My organization has been warning Congress about the impending crisis of people being behind on their utility bills and the limitation of shut-off moratoriums. At best, moratoriums are a band-aid that kicks the bill payment can down the road.
Thankfully, Congress is moving in the right direction to help families with their home energy bills – but more needs to be done. The FY 2021 stimulus bill under consideration in the House contains $4.5 billion for LIHEAP. These funds will help up to 5 million families pay off their utility debt. But it is not enough to prevent the tsunami of shut-offs that could occur as state moratoriums expire. That’s why we are asking for a minimum of $10 billion to help address the most immediate bill payment needs. That would allow us to cover about 25 percent of outstanding bills for low-income Americans. We believe that other funds provided in the stimulus bills for rental and mortgage assistance could also help to cover outstanding utility bills.
I cannot stress enough just how bad things are for millions of Americans on the low end of the income scale. According to a recent analysis of Census and other data by the Center on Budget and Policy Priorities, one in six households lacked sufficient food, one in five renters were behind on their rent payments, and one in three households had trouble paying their basic household expenses. And for minority households the numbers were even worse – about half of Black and Latino adults reported that they were struggling to pay their basic household expenses. So it shouldn’t be surprising the millions of families have fallen behind on their utility bills.
As Congress debates the COVID-19 relief legislation, I want to assure any members of the House or Senate who are hesitant to support additional energy assistance that there is a growing possibility that millions of low-income families will be shut-off from power beginning this month – and that $10 billion in funding for LIHEAP will prevent this needless suffering.
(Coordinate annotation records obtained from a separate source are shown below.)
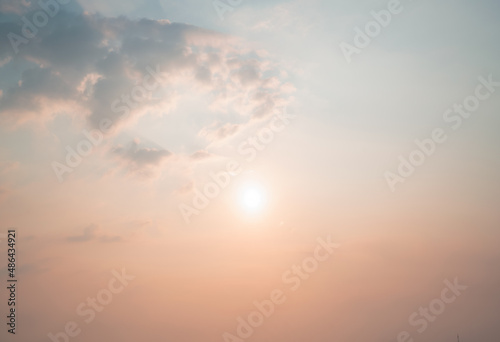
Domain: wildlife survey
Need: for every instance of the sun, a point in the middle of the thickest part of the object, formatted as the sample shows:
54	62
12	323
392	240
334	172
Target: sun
252	197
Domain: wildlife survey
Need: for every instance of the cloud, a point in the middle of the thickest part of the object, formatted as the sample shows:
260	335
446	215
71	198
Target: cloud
144	162
201	155
215	132
89	65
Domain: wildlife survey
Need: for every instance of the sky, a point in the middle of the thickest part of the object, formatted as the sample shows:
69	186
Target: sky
241	170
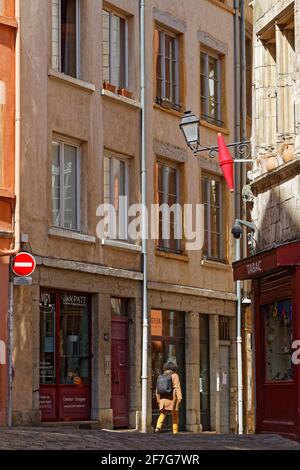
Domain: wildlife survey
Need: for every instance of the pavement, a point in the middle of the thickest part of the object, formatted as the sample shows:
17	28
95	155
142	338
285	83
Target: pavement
63	438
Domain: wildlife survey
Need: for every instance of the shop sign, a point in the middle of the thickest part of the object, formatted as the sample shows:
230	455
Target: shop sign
255	267
156	322
74	300
46	402
74	402
45	299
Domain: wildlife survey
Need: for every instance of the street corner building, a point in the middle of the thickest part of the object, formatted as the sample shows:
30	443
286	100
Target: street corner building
77	331
275	187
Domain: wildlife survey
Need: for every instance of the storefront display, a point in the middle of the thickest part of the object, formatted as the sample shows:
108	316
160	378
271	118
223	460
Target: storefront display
64	356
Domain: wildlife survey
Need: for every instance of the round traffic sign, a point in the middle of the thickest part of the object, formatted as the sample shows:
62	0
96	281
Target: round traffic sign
23	264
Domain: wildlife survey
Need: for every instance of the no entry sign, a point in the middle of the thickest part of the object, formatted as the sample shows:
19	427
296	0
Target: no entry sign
23	264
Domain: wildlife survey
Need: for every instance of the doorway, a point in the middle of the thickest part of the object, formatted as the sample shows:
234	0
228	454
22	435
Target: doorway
167	344
119	363
224	361
65	356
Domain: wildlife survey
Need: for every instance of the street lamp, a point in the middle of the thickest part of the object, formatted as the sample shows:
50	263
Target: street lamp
190	127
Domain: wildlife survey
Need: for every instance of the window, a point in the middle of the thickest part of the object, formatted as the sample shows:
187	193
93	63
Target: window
115	49
278	338
65	185
116	193
211	88
168	194
65	36
213	221
167	68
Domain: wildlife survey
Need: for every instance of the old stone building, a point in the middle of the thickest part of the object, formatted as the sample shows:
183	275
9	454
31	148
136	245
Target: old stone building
274	269
8	27
78	328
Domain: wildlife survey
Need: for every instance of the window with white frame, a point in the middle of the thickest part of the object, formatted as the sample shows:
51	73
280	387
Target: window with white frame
211	99
168	193
66	36
116	193
213	218
65	185
167	68
115	49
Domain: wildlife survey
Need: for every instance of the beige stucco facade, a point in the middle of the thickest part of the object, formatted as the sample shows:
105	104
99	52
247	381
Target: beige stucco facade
55	105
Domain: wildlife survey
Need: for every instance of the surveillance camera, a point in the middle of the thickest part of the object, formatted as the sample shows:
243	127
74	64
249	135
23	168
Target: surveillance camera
237	231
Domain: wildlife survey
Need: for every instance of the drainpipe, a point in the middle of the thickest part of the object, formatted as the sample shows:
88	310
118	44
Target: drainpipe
17	237
238	213
144	221
243	112
16	222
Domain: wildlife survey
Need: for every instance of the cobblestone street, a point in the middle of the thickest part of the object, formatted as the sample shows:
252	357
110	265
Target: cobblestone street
81	439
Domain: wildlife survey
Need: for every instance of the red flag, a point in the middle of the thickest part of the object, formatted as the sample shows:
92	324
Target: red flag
226	162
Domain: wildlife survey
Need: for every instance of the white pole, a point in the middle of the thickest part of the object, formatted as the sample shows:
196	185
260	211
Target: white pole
239	343
10	350
144	222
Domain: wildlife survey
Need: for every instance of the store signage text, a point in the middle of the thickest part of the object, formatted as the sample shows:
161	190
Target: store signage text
70	299
255	267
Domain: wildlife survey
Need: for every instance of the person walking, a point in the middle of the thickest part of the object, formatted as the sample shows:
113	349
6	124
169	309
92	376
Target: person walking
168	395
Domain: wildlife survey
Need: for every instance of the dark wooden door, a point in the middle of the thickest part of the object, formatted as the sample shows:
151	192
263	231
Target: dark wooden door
120	372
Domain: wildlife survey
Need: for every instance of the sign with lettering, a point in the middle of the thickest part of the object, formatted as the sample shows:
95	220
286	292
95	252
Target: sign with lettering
255	267
156	322
74	300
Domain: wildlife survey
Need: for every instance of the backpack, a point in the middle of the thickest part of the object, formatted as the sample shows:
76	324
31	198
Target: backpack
164	384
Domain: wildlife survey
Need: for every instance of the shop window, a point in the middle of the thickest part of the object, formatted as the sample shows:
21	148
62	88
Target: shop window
116	193
65	36
212	199
74	340
204	372
64	359
119	307
47	339
277	319
166	45
115	49
167	344
211	86
65	185
168	198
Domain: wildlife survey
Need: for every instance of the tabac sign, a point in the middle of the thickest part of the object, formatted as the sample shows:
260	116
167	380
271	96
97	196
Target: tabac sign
268	261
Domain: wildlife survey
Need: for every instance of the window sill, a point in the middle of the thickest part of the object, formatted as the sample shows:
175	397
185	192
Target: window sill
69	235
223	130
121	245
168	110
121	99
173	256
75	82
207	263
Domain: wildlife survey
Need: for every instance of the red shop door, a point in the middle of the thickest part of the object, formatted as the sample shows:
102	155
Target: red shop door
120	372
276	385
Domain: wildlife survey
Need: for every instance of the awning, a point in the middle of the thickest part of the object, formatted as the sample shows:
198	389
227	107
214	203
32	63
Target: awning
267	261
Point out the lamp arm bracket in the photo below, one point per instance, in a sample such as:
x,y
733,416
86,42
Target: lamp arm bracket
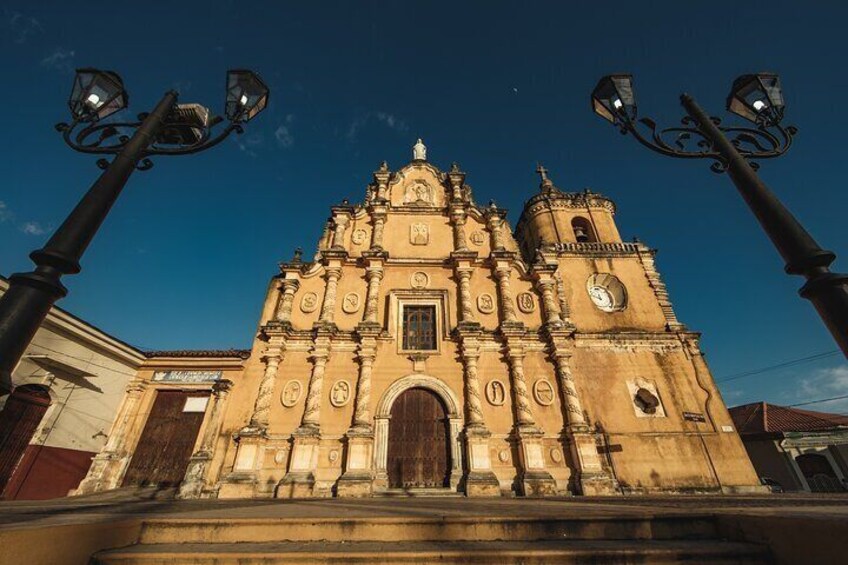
x,y
205,142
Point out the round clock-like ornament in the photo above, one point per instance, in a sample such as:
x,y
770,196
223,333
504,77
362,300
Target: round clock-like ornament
x,y
607,292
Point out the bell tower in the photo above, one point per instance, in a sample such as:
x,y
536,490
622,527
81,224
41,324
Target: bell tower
x,y
553,216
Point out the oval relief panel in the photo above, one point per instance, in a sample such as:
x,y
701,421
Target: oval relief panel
x,y
291,393
526,302
496,393
309,302
350,303
486,303
543,392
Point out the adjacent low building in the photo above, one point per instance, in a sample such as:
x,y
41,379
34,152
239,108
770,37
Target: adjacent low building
x,y
800,450
67,389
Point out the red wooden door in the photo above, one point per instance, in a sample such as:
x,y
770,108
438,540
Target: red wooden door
x,y
19,419
418,441
162,454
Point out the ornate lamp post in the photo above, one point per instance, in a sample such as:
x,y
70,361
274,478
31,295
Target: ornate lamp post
x,y
170,129
759,99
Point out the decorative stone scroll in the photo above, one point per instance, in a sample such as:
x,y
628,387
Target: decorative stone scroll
x,y
486,303
309,302
291,393
496,392
351,302
526,302
543,392
340,393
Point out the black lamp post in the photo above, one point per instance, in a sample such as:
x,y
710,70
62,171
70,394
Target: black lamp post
x,y
759,99
170,129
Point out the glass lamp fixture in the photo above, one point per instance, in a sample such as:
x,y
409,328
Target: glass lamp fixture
x,y
757,98
247,95
96,94
613,98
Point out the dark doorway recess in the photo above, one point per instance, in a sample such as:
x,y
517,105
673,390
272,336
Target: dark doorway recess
x,y
162,454
418,455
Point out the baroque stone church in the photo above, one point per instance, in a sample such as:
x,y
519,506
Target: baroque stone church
x,y
428,347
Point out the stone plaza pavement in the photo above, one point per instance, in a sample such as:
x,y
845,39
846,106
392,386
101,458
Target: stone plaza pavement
x,y
781,528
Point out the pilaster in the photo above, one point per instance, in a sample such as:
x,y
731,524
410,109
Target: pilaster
x,y
534,478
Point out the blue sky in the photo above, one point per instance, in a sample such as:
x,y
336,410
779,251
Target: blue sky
x,y
185,256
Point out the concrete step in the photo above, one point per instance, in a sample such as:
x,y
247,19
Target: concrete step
x,y
422,529
523,552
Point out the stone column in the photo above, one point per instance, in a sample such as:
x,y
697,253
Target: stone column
x,y
546,286
503,272
495,223
108,466
328,308
262,406
358,478
521,400
289,287
374,273
338,236
458,220
198,465
466,310
379,221
312,410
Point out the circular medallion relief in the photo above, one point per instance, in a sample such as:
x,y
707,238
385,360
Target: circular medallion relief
x,y
340,394
291,393
607,293
358,236
543,392
350,303
495,392
309,302
420,279
486,303
526,302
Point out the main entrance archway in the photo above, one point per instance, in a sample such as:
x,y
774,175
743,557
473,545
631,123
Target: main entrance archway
x,y
419,451
384,419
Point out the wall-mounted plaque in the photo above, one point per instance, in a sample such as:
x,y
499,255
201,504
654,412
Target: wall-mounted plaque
x,y
187,376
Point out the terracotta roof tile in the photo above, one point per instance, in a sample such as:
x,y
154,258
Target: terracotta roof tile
x,y
761,417
242,353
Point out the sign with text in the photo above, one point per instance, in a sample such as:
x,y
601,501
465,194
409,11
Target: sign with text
x,y
187,376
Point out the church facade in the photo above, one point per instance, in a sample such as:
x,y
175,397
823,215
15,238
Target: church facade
x,y
429,347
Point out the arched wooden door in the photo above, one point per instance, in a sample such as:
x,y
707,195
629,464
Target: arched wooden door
x,y
419,451
19,419
819,473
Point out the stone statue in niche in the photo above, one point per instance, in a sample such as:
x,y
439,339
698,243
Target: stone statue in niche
x,y
291,393
526,303
419,234
309,302
496,393
340,394
419,193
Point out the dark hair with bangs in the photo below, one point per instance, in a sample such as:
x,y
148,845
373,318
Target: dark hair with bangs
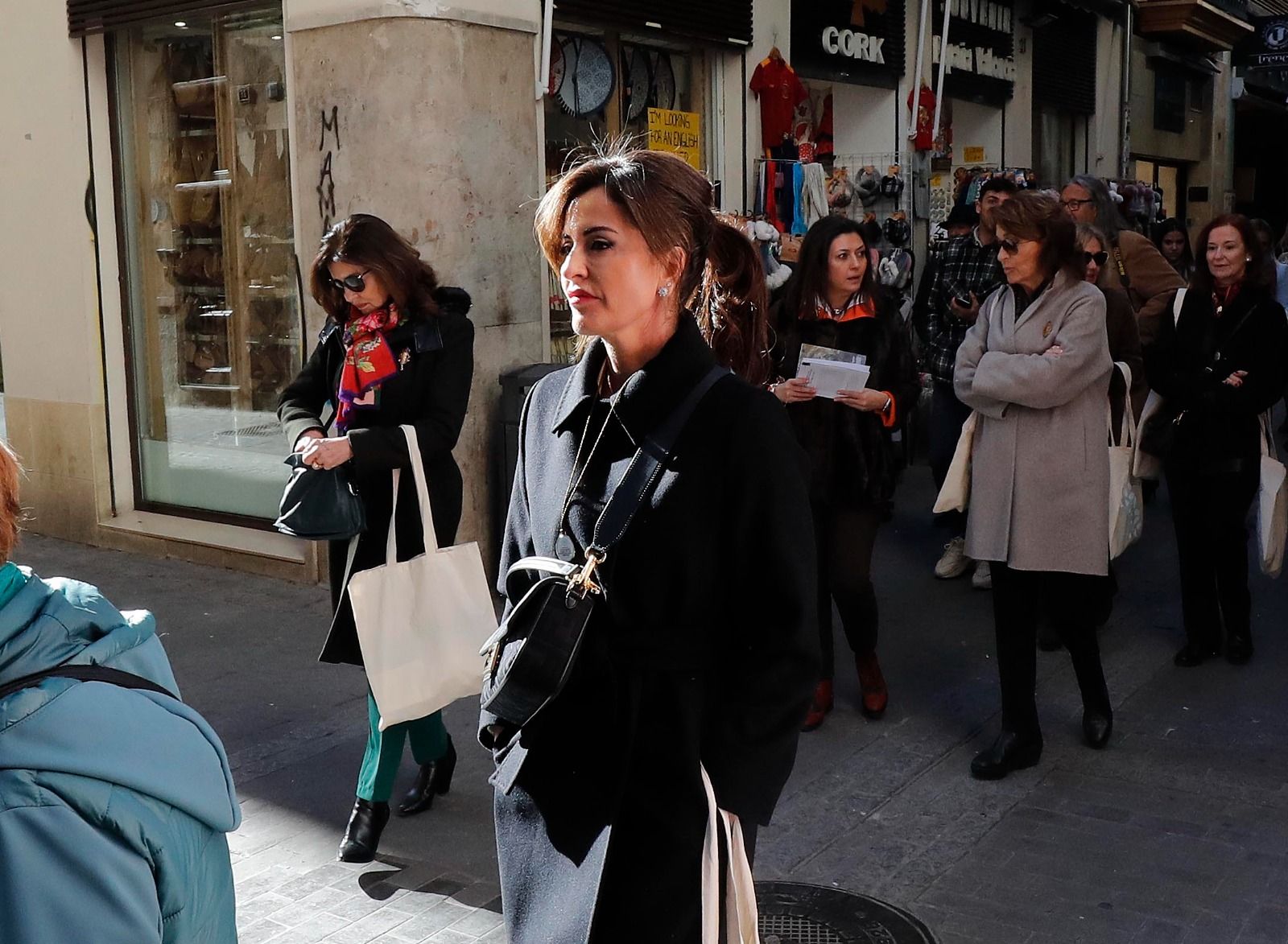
x,y
1030,216
369,241
670,204
1260,270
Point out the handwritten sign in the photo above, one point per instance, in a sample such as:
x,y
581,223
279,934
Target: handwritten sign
x,y
680,133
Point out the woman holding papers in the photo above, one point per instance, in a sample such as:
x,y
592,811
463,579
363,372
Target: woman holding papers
x,y
841,341
1034,367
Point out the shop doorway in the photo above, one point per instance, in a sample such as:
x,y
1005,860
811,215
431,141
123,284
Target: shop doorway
x,y
1170,180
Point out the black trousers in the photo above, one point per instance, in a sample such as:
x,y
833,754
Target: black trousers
x,y
1210,514
845,538
1071,602
947,415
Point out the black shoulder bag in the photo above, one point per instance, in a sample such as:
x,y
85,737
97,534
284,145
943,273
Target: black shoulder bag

Congress can prevent millions of American families from ending up in the same position that Texans are now. Our leaders must act boldly and decisively, or Americans will die from a lack of basic services like heat and water.
Mark Wolfe is an energy economist who serves as the executive director of the National Energy Assistance Directors Association, representing state directors of the Low Income Home Energy Assistance Program (LIHEAP).